The goal of this study was to generate a system that provided dynamic control of biologic drug synthesis across multiple time scales that are characteristic of inflammation in various autoimmune conditions such as RA and JIA. With this design, the gene circuit can be introduced with a single promoter-output cassette. While existing iterations of gene circuits target distinct environmental cues, including inflammatory, circadian, or mechanical activation alone, the dual-responsive circuit addresses two interconnected disease-relevant conditions, achieving more tunable control [1, 2, 3]. Others have successfully developed circuit systems in mammalian cells that include tools like amplification, feedback control, and digital logic for precise therapeutic delivery [5, 6, 39]. These elements support more controlled delivery; however, to achieve this level of regulation, orthogonal components are often required, which increases system complexity. Herein, we developed a system that does not require the introduction of non-native signaling molecules or transcriptional machinery for circuit transduction. Instead, we demonstrated increased circuit control through a dual-responsive promoter that activates through endogenous signaling pathways, creating a simple but multifaceted system.

In summary, this dual-responsive synthetic gene circuit has the potential to address challenges in synthetic gene circuit control for inflammatory arthritis. Beyond arthritis, other inflammatory diseases are implicated to have associated inflammatory and circadian changes, including but not limited to inflammatory bowel diseases and chronic airway diseases [40, 41, 42]. This proof-of-concept circuit design can be tailored to address a multitude of conditions.
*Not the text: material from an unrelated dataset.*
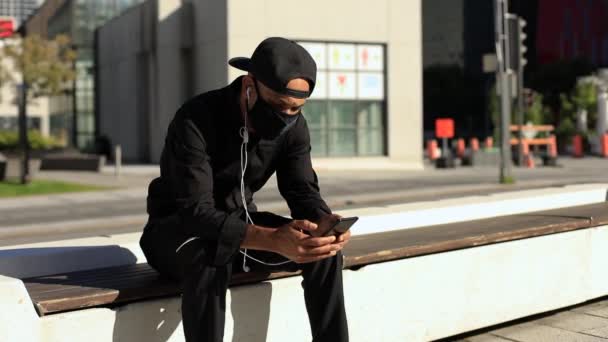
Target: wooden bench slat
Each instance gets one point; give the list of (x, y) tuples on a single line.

Herein, we demonstrated that E’-box-driven rhythms can be utilized in a dual-responsive system, but other phases in the 24-hour period can be targeted with circadian response elements like D-boxes or RREs [22]. Moreover, combinations of these elements may be able to encode circadian expression at even more precise times [43, 44]. Likewise, therapeutic output can be modulated based on the desired therapeutic protein, such as in previous efforts to generate circuits producing either IL-1Ra or soluble tumor necrosis factor receptor [4]. Since this system was developed in a cartilage model, the design can be translated to in vivo studies, as cartilage is avascular and aneural, and can be implanted subcutaneously for long-term therapeutic delivery [23, 45]. Previously, we have shown that bioengineered cartilage constructs edited to contain gene circuits can act as living drug delivery devices that sense and respond to environment cues. Using this translational strategy, proof-of-concept inflammatory and circadian-driven therapeutic delivery has been achieved in vivo [3, 23, 45]. With inflammatory responsive gene circuits, arthritis was mitigated in the K/BxN serum transfer model. Furthermore, efficacy of this strategy has been demonstrated up to 28-weeks post-implantation, suggesting long-term utility; however, further investigation on immunogenicity would be required prior to clinical application [45]. To dampen inflammatory activation, approximately 10- to 100-fold excess of IL-1Ra over IL-1 is necessary [46, 47, 48]. In vitro, we achieved approximately 100-fold excess of IL-1Ra over the IL-1 challenge within 24-hours, suggesting that this design can adequately produce a therapeutic dose. However, dosage can be modified by the geometry or number of cells per implant or the number of implants needed to optimize therapeutic efficacy. Therefore, this dual-responsive system serves as a prototype for future designs tailorable to specific disease scenarios.